Sem dúvida, a pandemia da COVID-19 alterou nossas rotinas diárias (e noturnas), forçando-nos a buscar maneiras novas e envolventes de passar o tempo, e o streaming veio em socorro. Essa mudança pode ter alterado o consumo de mídia permanentemente, principalmente para os segmentos da população que não faziam streaming antes (ou seja, 55+). Isso porque, apesar do clima quente e da liberdade de sair de casa após o confinamento, o tempo que passamos fazendo streaming de vídeo continua bem acima dos níveis do ano anterior. Ainda mais impressionante é o fato de que o envolvimento com TVs conectadas à Internet continua acima dos níveis pré-COVID-19. Comparativamente, muitas tendências tradicionais de consumo de mídia, como a exibição de TV linear e a sintonização de rádio AM/FM tradicional, estão quase voltando aos níveis normalizados sazonalmente.

Neste verão, bem depois da reabertura de grande parte dos Estados Unidos, os americanos ainda estavam se divertindo com o conteúdo de streaming de vídeo. Durante o segundo trimestre de 2020, os americanos assistiram a mais de 142 bilhões de minutos de streaming de vídeo. E, embora o crescimento agregado seja notável e demonstre a enorme popularidade do streaming de vídeo, o crescimento ano a ano em minutos assistidos fora do conteúdo da Netflix, Hulu, Amazon, Disney+ e YouTube foi de mais de 57%, representando mais de 12 bilhões de minutos.

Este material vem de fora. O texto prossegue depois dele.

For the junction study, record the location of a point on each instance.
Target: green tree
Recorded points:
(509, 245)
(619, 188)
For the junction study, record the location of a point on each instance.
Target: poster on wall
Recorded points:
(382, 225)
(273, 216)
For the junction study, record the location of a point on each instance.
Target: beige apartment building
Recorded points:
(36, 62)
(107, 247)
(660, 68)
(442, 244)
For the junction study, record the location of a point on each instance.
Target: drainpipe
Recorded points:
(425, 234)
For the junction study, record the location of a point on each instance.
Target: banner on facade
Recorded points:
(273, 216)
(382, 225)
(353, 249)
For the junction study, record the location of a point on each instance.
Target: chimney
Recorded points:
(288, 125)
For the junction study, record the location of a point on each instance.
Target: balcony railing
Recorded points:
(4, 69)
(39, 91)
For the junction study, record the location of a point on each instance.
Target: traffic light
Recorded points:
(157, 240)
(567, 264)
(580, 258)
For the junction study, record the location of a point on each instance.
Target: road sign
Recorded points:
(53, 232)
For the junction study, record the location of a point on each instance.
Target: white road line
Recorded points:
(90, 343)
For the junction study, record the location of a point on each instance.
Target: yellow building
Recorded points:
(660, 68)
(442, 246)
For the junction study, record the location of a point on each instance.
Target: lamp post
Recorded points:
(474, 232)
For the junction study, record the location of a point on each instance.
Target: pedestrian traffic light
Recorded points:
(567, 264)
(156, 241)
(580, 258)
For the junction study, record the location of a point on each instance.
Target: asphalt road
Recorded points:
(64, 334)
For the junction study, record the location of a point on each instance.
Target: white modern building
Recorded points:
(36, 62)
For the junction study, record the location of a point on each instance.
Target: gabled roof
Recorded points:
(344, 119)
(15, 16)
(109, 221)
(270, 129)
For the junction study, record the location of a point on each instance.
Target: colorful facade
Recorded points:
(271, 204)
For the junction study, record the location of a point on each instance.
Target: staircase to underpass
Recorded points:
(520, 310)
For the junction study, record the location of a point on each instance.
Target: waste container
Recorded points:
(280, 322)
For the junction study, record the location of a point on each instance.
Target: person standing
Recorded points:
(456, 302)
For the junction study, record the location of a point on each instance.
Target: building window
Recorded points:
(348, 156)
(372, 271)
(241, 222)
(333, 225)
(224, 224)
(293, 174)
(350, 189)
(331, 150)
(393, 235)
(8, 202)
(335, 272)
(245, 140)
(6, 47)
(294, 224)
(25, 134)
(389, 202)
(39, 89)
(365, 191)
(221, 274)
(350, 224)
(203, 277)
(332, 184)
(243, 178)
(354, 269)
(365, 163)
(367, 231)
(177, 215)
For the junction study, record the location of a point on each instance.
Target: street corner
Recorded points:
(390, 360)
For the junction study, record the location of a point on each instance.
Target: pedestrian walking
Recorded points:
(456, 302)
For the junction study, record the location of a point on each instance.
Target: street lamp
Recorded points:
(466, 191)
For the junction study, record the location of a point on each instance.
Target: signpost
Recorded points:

O digital é onde o consumo de mídia está aumentando e, à medida que novas ofertas de conteúdo de vídeo digital são disponibilizadas on-line, os consumidores as adotam rapidamente. E, embora os gastos globais com publicidade caiam este ano em meio à pandemia da COVID-19, o Nielsen Total Audience Report de fevereiro de 2020 prevê que os gastos com mídia digital deverão ultrapassar US$ 500 bilhões globalmente até 2023. Como o streaming de vídeo continua a se firmar entre os espectadores americanos, o vídeo suportado por anúncios não poderia estar mais bem posicionado para capitalizar.

For additional insights on the ad-supported streaming video landscape, download our “Beyond SVOD” report.